C’est sans doute un choix judicieux dans les circonstances actuelles, pour des raisons tenant à la santé, à la sécurité, et à la logistique. Mais ne pourrait-on faire de ce choix contraint un véritable choix de raison ?
Pour le ministre, ce choix répond à trois critères. Ce sera un véritable bac, qui ne lèse pas les élèves. Il garantit la qualité et l’équité du diplôme. Il permet d’assurer un maximum d’heures d’enseignement en juin. L’avenir nous dira si le troisième critère est respecté. Tout le problème, aujourd’hui, est de savoir si les deux premiers le sont.
Le bac 2020 sera-t-il un véritable bac ?
La pandémie ne serait-elle pas venue remettre en cause un modèle républicain de certification scolaire ? Le bac sert à certifier un niveau de connaissances et de compétences à la fin des études secondaires.
La plupart des pays ont mis en place un examen dit de « maturité », sanctionnant ce niveau d’études. L’intérêt de la société est de s’assurer que le diplôme qu’elle délivre atteste à la fois de la réalité, et du niveau, des acquisitions qu’elle a jugées indispensables.
Le choix de la bonne formule d’évaluation pour un examen tel que le bac met en jeu deux tensions différentes, bien qu’entrant en corrélation :
- la première oppose le terminal au continu,
- la seconde, le national au local.
On pense souvent que le national offre les meilleures garanties d’équité, car l’organisation d’épreuves nationales permet de respecter, formellement, l’égalité des candidats, en assurant l’indépendance vis-à-vis des pressions locales. Et que le terminal offre les meilleures garanties de validité, car on ne saurait demander à un apprenant de valider ses compétences avant la fin du temps dédié à leur apprentissage !
Mais cela conduit-il à un modèle unique de baccalauréat, organisé nationalement, sur des épreuves terminales ? Pour lutter contre les effets indésirables du duo terminal/national (lourdeur, bachotage, dimensions « couperet » et « loterie », stress), le « nouveau bac », promu par Jean‑Michel Blanquer, associait un contrôle terminal et national à un contrôle continu spécifique, avec des épreuves locales. C’était bien un vrai bac.
Mais le bac 2020, en supprimant tout ce qui est national, et terminal, ne sort-il pas du cadre de ce qui est acceptable ?
La localisation, atteinte ou non à l’équité ?
La première question est de savoir si une évaluation locale peut avoir une valeur nationale. Le « localisme » n’introduit-il pas trop d’aléas ? On peut observer que l’égalité assurée par une épreuve nationale est formelle, bien plus que réelle.
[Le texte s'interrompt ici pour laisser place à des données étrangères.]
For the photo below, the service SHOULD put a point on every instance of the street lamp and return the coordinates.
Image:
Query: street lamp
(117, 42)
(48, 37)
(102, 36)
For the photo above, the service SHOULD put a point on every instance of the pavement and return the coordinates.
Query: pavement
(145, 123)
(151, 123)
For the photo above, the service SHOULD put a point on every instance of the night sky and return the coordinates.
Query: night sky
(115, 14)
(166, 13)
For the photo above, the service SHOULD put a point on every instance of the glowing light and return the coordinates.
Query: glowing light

Car si les sujets d’examen sont nationaux, l’inévitable pluralité des correcteurs est déjà synonyme de rupture d’égalité.
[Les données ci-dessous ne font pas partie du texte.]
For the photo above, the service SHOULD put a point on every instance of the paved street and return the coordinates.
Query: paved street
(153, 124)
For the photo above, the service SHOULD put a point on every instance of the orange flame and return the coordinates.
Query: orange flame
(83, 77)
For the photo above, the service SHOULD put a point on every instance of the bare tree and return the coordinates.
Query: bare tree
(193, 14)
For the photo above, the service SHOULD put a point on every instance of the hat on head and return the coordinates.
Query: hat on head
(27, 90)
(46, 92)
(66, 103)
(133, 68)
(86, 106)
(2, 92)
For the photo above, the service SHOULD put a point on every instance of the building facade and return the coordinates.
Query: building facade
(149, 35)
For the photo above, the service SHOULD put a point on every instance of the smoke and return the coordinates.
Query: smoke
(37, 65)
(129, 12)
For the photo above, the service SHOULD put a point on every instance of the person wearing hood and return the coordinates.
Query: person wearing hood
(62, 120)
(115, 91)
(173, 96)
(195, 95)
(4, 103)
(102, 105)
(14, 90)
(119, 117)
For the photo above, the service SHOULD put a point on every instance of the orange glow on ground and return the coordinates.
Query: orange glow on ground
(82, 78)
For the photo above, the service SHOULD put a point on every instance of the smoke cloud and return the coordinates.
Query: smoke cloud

Les correcteurs, qui ne sont pas des robots, sont différents d’une ville, et d’une région, à l’autre. Si on prend en compte cette diversité, l’égalité que garantirait le contrôle terminal est plus de l’ordre de la fiction, que de la réalité.
Tout contrôle est à la fois local, les examinateurs étant des individus particuliers, et national, leur « verdict » ayant une valeur générale pour l’institution scolaire. Ce dernier point a été très bien souligné par Yves Chevallard (Texte à retrouver dans l’ouvrage L’évaluateur en révolution) :
Tout « juge » parle, et soutient son dire, en tant que sujet passionné d’une institution… Il faut à l’énonciateur la force et la légitimité d’une institution pour soutenir son dire.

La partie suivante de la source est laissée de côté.